Human beings have a natural aversion to leave their habitats of long duration and take a leap into the unknown, even in the face of danger and terror. If the regime really wants to persuade civilian Tamils to brave the wrath of the Tiger, a strong incentive must be provided. The best method would have been to set up a series of camps in safe and proximate locations under the auspices of the UN. Once these camps are provided with basic minimum facilities, the people in Tiger controlled areas could have been asked to leave, with a ready made incentive as encouragement. In such a context the people would know they would be relatively safe and cared for and that could have given them the necessary psychological strength to defy Tiger orders. True the Tigers would have misused some of these facilities, infiltrating them posing as refugees. But that is a risk that comes with the context, and therefore unavoidable. And it preferable to forcing all refugees into internment camps, just to weed out a few Tigers.
Instead of such humanitarian treatment all the Tamils got was an ultimatum, which landed on them in the form of a leaflet by the regime. It told them to get out or face the consequences – hardly the way to win hearts and minds. According to media reports civilians are fleeing deeper into Tiger controlled territory instead of fleeing out of it. The government has mishandled the entire issue. Heavy civilian casualties can well be the result of this bungling.

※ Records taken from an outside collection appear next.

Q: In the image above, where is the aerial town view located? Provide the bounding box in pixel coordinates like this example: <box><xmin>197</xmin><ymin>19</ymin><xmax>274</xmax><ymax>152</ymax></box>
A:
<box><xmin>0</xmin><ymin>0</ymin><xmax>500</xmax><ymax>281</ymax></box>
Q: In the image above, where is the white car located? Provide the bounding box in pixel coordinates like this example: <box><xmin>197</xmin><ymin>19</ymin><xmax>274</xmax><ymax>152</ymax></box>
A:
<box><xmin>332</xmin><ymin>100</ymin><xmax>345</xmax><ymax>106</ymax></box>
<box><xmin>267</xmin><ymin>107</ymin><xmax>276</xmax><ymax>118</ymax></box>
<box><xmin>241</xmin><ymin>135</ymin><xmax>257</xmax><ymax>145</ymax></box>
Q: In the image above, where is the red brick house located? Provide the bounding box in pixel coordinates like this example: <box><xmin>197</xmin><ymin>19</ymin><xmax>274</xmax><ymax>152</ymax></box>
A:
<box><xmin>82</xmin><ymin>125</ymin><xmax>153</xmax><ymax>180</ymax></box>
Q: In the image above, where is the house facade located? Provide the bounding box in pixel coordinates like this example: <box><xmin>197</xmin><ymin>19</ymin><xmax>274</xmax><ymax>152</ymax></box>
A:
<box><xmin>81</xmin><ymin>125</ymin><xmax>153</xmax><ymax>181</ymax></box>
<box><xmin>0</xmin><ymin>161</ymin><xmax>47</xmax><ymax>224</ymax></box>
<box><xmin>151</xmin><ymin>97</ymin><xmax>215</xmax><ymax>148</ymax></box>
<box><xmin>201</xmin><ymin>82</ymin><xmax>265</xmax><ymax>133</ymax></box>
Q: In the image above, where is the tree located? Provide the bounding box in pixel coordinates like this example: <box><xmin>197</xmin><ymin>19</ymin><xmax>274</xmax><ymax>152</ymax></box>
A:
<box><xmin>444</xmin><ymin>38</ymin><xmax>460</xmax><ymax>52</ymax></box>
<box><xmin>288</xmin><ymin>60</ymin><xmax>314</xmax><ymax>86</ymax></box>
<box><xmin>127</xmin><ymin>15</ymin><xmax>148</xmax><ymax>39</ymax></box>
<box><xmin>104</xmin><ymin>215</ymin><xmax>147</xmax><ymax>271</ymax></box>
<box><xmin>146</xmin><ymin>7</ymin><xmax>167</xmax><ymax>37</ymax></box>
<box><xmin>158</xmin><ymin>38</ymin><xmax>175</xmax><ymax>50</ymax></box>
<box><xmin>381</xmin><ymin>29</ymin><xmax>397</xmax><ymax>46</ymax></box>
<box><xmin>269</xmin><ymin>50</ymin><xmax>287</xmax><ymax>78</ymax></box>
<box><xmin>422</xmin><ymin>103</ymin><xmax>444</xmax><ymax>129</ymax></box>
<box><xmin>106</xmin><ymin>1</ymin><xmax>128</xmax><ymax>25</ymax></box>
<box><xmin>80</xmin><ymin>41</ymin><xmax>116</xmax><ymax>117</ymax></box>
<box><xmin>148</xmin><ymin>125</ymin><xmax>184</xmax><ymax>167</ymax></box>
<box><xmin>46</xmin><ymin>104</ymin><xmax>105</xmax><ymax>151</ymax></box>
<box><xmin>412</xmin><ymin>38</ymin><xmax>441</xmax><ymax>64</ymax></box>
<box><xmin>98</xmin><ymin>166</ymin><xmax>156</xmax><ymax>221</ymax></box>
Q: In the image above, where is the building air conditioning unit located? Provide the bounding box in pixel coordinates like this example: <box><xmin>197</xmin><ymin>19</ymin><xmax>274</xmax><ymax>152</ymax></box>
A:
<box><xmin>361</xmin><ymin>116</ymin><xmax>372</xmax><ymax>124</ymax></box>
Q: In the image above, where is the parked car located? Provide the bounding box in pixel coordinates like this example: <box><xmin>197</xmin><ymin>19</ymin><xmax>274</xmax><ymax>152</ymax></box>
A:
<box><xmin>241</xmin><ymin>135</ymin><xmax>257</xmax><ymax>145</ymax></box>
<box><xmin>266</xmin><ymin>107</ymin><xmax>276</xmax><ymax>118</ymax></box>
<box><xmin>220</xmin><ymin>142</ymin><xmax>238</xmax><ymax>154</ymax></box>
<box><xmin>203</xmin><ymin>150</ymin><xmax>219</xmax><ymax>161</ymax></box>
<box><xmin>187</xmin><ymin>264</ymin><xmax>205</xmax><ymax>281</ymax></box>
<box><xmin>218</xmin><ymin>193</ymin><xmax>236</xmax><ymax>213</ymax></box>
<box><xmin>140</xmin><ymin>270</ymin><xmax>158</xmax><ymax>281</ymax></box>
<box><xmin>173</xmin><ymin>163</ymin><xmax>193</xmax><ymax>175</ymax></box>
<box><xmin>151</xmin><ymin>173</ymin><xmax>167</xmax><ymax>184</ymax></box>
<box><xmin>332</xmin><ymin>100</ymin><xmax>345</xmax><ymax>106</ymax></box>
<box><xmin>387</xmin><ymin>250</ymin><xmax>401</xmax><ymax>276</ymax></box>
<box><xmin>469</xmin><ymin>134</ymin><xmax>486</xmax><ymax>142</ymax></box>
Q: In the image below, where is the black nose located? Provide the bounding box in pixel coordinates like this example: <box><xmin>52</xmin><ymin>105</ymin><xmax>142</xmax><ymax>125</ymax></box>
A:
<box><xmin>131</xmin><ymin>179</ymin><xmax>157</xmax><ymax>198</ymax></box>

The war is not taking place in a political vacuum. The world and India will be watching. The spokesman for the Indian Defence Ministry has laid the parameters within which the war will have to be fought if Colombo wants to keep Delhi neutral: "We have already expressed our concern to the Lankan authorities. While taking action against the LTTE, steps should also be taken to protect the civilian Tamils in Sri Lanka and ensure their safety and security". It is a fair enough position and one that should have been embraced by Sri Lanka of its own volition. After all, if we believe in an undivided Sri Lanka, the civilians holed up in Tiger controlled areas are our citizens and it is the duty of the Lankan state and government to protect them. If the state and regime fail in that task, if they do not take that task seriously enough, that will justify not the cause of Lankan unity but the division of Sri Lanka into a Sinhala country and a Tamil country.